The proposals I will develop primarily build data infrastructure, but also tools and training, for the application of CV to an unprecedented corpus of political speech. This proposal aims to collect, process, and database the universe of televised public speech by heads of state around the world. This will create a revolutionary and unprecedented data repository accessible to any scholar interested in using CV technology, or even just making use of the text transcripts. The proposed research fits directly into the goals of the good to great proposal as it is based on (a) the automatic gathering and databasing of very large volumes of political speech video and (b) the use of CV to analyze said data. CV is a form of AI that uses deep learning to understand images, video, and audio. Even within the realm of AI, CV stands out in terms of doing something “different, visible, and more effective” as the GTG proposal highlights the need to do. Moreover, furtherance of computer vision research in political science is in support of OSU’s developing “brand” in this area.

Marcus Kurtz
Project Title: “The South African Expropriation and Restitution Database”

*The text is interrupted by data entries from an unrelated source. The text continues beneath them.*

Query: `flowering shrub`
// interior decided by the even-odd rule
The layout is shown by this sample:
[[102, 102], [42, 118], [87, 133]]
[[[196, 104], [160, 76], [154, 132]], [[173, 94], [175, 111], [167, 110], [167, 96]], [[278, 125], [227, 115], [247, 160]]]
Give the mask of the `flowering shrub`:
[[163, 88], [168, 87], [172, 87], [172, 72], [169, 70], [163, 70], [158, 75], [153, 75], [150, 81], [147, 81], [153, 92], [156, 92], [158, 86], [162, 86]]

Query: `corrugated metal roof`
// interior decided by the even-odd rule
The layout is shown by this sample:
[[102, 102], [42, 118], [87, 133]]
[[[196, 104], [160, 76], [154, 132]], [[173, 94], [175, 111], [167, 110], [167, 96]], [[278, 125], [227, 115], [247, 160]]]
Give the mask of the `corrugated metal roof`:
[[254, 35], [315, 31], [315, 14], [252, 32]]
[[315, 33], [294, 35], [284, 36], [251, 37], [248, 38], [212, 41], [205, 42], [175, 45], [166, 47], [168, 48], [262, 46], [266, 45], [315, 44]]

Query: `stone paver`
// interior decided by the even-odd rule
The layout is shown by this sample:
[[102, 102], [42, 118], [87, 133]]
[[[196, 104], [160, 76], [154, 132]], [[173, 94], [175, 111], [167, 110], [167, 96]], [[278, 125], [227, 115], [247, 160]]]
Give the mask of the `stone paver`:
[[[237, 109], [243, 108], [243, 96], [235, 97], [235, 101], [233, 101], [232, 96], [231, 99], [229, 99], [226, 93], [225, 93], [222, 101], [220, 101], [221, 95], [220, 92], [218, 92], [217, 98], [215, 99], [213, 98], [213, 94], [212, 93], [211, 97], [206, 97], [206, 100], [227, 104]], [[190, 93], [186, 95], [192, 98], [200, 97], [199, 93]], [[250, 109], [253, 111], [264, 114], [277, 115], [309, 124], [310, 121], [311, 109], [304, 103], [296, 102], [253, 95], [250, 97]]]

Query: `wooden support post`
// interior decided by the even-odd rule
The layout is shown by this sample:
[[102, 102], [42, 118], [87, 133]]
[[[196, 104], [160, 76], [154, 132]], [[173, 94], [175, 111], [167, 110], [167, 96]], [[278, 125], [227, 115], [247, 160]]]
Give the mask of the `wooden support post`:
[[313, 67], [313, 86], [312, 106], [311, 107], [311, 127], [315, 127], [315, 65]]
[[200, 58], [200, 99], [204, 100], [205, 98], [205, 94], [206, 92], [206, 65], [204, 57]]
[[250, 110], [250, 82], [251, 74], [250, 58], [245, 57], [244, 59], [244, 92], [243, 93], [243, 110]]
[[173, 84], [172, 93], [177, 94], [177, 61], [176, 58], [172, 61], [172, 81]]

Abstract: The project seeks to develop a comprehensive, searchable database of all such properties in urban South Africa owned by non-whites at the time of the imposition of apartheid. There are three principal goals in doing so. In academic terms, this database will permit the direct evaluation of a fundamental assumption in development economics: that property rights insecurity reduces growth and development. The key tool here is the post-1994 legal enactment in South Africa giving victims of apartheid the legal right to reclaim properties expropriated from them by the apartheid government. But the fact that some urban non-white properties were expropriated, and others were not allows us compare similar properties (in economic potential, size, location, etc.), with respect to a series of markers of economic utilization (property value, levels of investment, taxes paid, land utilization). This comparison directly addresses the alleged costs of property-rights insecurity (as all expropriate properties held by whites are by definition insecure under the legal regime in force since the 1990s). Secondarily, creating such a comprehensive searchable, geo-located database (which will include ownership, property transactions, subdivisions, etc.), will be a fundamental tool in the hands of S. Africa citizens who do not as yet have an effective way to easily document expropriations of familial properties as much as 70 years in the past.

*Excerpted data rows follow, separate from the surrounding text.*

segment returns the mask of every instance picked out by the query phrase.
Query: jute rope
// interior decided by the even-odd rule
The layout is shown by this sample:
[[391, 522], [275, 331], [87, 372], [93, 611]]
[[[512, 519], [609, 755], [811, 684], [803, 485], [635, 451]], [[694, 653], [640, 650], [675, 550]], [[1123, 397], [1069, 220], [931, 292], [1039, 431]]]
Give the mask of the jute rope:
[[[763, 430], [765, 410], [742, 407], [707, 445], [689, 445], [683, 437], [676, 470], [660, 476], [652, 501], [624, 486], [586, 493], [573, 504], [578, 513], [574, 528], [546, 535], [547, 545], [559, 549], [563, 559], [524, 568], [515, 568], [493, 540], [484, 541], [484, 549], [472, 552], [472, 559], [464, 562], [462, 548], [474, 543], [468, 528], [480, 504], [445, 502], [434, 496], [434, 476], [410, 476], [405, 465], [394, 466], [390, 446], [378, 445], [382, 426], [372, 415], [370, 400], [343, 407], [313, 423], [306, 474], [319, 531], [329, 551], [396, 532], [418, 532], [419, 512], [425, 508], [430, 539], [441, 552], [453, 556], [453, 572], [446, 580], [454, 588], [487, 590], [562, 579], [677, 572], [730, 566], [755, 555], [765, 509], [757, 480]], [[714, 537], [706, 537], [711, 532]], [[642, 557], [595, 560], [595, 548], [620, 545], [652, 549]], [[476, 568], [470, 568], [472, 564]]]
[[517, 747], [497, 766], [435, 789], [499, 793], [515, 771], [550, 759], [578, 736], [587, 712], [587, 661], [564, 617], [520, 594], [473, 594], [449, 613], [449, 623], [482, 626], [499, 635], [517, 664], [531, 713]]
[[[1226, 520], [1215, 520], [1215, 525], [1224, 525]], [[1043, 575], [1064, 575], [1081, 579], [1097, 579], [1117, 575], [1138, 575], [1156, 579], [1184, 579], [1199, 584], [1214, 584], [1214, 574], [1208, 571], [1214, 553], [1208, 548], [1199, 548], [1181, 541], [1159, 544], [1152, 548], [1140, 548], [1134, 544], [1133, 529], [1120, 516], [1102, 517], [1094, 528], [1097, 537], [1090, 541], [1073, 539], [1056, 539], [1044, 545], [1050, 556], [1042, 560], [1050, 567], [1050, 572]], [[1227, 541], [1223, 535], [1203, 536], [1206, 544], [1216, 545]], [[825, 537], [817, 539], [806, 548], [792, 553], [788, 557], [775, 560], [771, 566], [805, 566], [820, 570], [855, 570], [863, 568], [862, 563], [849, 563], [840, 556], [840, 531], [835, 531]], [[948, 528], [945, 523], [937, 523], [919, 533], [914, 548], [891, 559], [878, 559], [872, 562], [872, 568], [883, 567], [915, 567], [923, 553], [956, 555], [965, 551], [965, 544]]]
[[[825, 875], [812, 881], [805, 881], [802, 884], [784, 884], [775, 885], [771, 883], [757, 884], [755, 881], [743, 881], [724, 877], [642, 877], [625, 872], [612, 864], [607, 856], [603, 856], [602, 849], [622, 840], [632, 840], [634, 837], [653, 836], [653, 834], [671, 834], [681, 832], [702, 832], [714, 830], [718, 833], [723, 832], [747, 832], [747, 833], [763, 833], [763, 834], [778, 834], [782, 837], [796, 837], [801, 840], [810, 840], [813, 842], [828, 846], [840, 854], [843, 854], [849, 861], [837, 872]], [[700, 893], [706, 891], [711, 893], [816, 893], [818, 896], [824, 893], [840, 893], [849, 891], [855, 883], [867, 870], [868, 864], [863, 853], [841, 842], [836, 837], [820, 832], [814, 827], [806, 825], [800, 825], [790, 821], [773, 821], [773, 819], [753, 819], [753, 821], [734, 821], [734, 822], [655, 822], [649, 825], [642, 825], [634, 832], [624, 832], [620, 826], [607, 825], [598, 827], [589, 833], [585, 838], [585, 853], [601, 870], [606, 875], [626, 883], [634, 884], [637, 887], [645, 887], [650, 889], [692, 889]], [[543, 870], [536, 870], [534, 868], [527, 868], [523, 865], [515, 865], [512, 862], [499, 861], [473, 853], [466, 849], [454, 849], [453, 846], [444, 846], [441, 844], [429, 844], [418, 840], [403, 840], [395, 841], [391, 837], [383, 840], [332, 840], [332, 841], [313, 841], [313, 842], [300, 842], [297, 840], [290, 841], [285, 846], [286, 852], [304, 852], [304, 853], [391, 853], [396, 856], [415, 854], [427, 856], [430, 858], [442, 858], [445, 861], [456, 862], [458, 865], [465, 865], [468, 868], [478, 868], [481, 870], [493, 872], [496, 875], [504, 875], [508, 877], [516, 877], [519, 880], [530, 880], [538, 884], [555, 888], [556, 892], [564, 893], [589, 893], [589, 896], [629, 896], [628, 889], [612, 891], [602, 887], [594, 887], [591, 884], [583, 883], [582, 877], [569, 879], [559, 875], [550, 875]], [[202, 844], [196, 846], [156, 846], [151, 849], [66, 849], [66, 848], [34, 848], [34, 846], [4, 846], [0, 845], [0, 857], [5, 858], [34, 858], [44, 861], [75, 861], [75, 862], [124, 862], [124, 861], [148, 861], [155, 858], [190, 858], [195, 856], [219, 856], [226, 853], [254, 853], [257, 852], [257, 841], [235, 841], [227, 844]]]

The project intersects with ML/AI and Data Analytic components of the Political Science department’s GTG proposal in three main ways: (1) it will require the use of ML tools to properly trace ownership records forward from the apartheid era through property subdivisions, transfers, and renaming of geographic reference points. This is a task covering millions of individual property registries; (2) ML tools will also be utilized to assess the racial composition of ownership of properties utilizing such strong markers as name, historical addresses, and where possible matching to national-ID databases (that to this day code using apartheid-era categorizations, and (3) it will directly engage OSU graduate students in developing and operating this database alongside post-docs at the University of Stellenbosch’s Economics Department. The proposal is interdisciplinary, international, and has both academic and societal goals.